Qui però stiamo entrando nel campo dei figli, che tratteremo in un secondo momento. Il punto interessante è quello che accomuna questo mito con altri miti legati alla Grecia, vedasi la ricerca di Iside che diventa nutrice che somiglia moltissimo al mito di Demetra alla ricerca della figlia perduta e del dio che torna alla vita ma rimane legato alla morte, come accade appunto con Persefone. Secondo Diodoro Siculo: "Orfeo portò indietro dagli Egizi la maggior parte delle iniziazioni mistiche, i riti segreti intorno alle sue proprie peregrinazioni e l'invenzione dei miti riguardante l'Ade. Infatti il rito di iniziazione di Osiride è lo stesso di quello di Dioniso, mentre quello di Iside risulta quasi identico a quello di Demetra, e soltanto i nomi sono scambiati. Egli introdusse poi le punizioni degli empi nell'Ade, le praterie per gli uomini pii e la produzione di immagini in presenza delle moltitudine, imitando ciò che accadeva intorno ai luoghi di sepoltura in Egitto".

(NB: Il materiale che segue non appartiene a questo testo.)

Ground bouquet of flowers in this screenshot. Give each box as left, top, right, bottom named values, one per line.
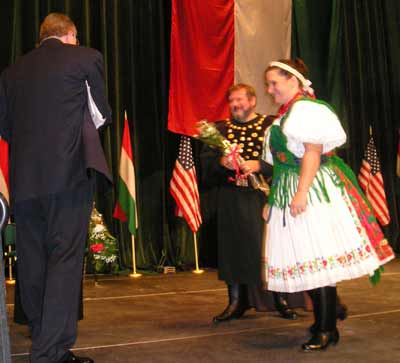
left=195, top=120, right=234, bottom=155
left=195, top=120, right=270, bottom=196
left=88, top=204, right=118, bottom=273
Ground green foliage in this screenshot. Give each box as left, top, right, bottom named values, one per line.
left=88, top=205, right=118, bottom=273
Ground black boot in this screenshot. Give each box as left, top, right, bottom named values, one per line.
left=213, top=284, right=248, bottom=323
left=273, top=292, right=298, bottom=320
left=302, top=330, right=339, bottom=352
left=310, top=293, right=348, bottom=334
left=307, top=289, right=319, bottom=335
left=302, top=287, right=339, bottom=352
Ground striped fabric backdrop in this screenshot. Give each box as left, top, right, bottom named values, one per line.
left=168, top=0, right=291, bottom=136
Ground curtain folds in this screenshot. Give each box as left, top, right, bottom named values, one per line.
left=292, top=0, right=345, bottom=120
left=292, top=0, right=399, bottom=250
left=342, top=0, right=399, bottom=250
left=0, top=0, right=181, bottom=270
left=1, top=0, right=399, bottom=272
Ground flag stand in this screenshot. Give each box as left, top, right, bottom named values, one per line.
left=5, top=244, right=15, bottom=285
left=192, top=232, right=204, bottom=274
left=5, top=254, right=15, bottom=285
left=129, top=235, right=142, bottom=278
left=4, top=221, right=15, bottom=285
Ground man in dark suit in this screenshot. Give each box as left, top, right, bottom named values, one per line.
left=0, top=13, right=111, bottom=363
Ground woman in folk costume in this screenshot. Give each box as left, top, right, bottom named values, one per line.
left=262, top=58, right=394, bottom=351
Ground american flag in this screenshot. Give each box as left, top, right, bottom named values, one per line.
left=169, top=136, right=202, bottom=232
left=358, top=136, right=390, bottom=226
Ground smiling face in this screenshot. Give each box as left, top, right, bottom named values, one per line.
left=265, top=69, right=301, bottom=105
left=228, top=88, right=257, bottom=122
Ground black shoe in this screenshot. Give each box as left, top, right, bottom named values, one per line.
left=213, top=284, right=248, bottom=323
left=273, top=292, right=298, bottom=320
left=61, top=351, right=94, bottom=363
left=212, top=304, right=247, bottom=323
left=302, top=330, right=339, bottom=352
left=278, top=307, right=298, bottom=320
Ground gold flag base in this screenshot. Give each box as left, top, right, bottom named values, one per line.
left=192, top=232, right=204, bottom=275
left=129, top=273, right=142, bottom=278
left=6, top=279, right=15, bottom=285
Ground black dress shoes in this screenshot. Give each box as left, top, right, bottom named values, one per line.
left=302, top=329, right=340, bottom=352
left=272, top=293, right=298, bottom=320
left=61, top=351, right=94, bottom=363
left=213, top=303, right=247, bottom=323
left=277, top=306, right=298, bottom=320
left=213, top=284, right=248, bottom=323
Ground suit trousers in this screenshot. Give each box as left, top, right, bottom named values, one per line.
left=14, top=180, right=94, bottom=363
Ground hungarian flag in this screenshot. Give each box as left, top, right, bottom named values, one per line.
left=170, top=136, right=202, bottom=232
left=113, top=115, right=138, bottom=236
left=0, top=137, right=9, bottom=203
left=168, top=0, right=292, bottom=136
left=358, top=136, right=390, bottom=226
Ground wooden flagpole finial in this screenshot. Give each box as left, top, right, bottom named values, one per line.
left=369, top=126, right=373, bottom=137
left=124, top=110, right=128, bottom=120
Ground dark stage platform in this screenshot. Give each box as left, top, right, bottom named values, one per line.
left=6, top=259, right=400, bottom=363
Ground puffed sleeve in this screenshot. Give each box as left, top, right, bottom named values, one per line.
left=283, top=100, right=346, bottom=158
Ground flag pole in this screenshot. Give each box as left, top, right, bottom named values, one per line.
left=192, top=232, right=204, bottom=274
left=124, top=110, right=141, bottom=278
left=129, top=234, right=142, bottom=278
left=5, top=245, right=15, bottom=285
left=5, top=220, right=15, bottom=285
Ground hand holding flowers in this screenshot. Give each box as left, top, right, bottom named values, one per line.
left=195, top=120, right=270, bottom=196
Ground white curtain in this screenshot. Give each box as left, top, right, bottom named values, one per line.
left=234, top=0, right=292, bottom=115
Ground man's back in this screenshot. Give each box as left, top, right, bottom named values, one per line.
left=0, top=38, right=111, bottom=202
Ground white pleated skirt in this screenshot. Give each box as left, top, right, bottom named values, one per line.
left=263, top=173, right=386, bottom=293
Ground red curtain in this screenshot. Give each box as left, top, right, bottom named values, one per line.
left=168, top=0, right=234, bottom=136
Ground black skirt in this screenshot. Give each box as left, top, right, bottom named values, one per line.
left=217, top=185, right=267, bottom=284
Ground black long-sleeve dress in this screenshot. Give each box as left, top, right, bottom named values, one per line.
left=200, top=114, right=307, bottom=310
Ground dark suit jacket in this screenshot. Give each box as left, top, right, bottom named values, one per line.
left=0, top=38, right=112, bottom=204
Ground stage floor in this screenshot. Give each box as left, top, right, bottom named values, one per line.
left=6, top=259, right=400, bottom=363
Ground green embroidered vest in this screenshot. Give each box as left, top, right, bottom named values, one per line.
left=267, top=99, right=347, bottom=209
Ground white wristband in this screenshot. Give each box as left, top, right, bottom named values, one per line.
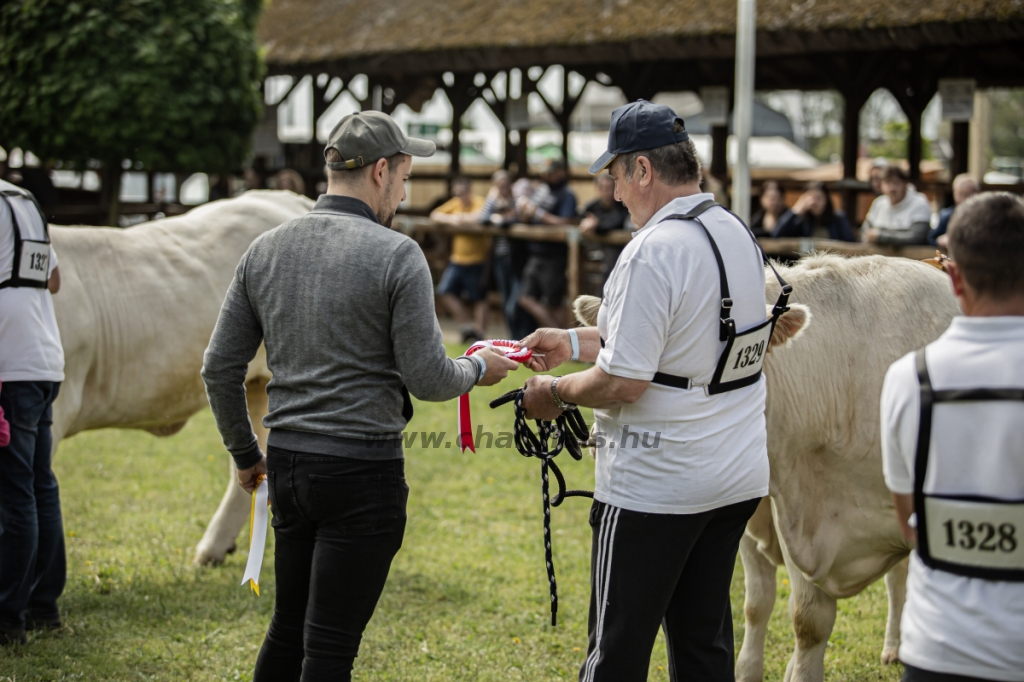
left=567, top=328, right=580, bottom=362
left=470, top=353, right=487, bottom=383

Il concetto di Seth quindi non è strettamente malvagio. Rappresenta invece semplicemente il ruolo scomodo che qualcuno deve avere per far sì che le cose funzionino e che la luce abbia il suo spazio nel cuore degli uomini. Non per niente il culto osirideo, prima di essere arboreo, era legato alle esondazioni del Nilo. La sua morte per annegamento nel sarcofago di Seth è stata quindi utile ai fini della fertilità dei campi, come anche la sua morte per smembramento riporta al principio di Re Sacro ucciso, fatto e pezzi e sparso per la terra come fertilità. Un concetto che si ritrova ovunque in qualsiasi religione, anche se in modi diversi.